We’ve learned from Dewey that we have to be careful about making representative claims based on small sets of data. The same rule applies when making claims of representativeness that extend to a whole group of L1 speakers. The VOICE corpus includes speakers of 49 different L1s, but many of these L1s are represented by just a few thousand words of speech, hardly enough to even make generalisations about a single speaker. In order to get somewhat meaningful findings, we have to look at just the L1s that are represented in some abundance.
As it turns out, the speakers of only 7 L1s are represented by at least 4% of total words in VOICE (see Table 4 below). While German is the highest at 25% of words, the L1s representing 4% of the corpus each yield at least 40,000 words of speech. We’ll treat that as our somewhat arbitrary cut-off point. Interestingly, L1 English speakers are one of the highest represented L1 groups in VOICE, with 7% of words in the corpus. So, taking these top 7 L1s for our data – German, Dutch, English, Danish, Italian, Polish, and Spanish – and calculating their rates of occurrence of 3rd-person zero, some Crocodile-Hunter-worthy findings emerge.
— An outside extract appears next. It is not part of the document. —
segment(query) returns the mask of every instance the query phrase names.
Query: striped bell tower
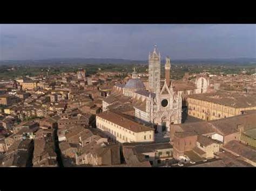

First of all, the 3rd-person zero distributions are all lower than the outlier cases we’ve looked at above. L1 speakers of Spanish and Italian show higher rates of 3rd-person zero occurrence at 11% and 13% respectively, but these figures are still quite low and I’m not inclined to make any sweeping proclamations based on 40,000 words of L1 data. The most striking figure comes from the three L1s most strongly represented in VOICE – German, Dutch, and English. Their rate of occurrence of 3rd-person zero is identical at 3% of verbs functioning as 3rd-person present singular. That’s right – even the all-glorious, “perfect English” speakers use 3rd-person zero as often as native speakers of German and Dutch.
In sum, these 7 L1s make up 60% of the tokens in VOICE, with an average rate of 3rd-person zero variation of 5%, just below the corpus-wide average. The remaining 40% of tokens are provided by the speakers of the 42 other L1s in the corpus, who raise the rate of 3rd-person zero variation to just 6%. Thus, it appears the 3rd-person zero form is widely and commonly encountered, though not in abundance – just often enough to get stuck in researchers’ intuitions that it must be a prominent feature in ELF.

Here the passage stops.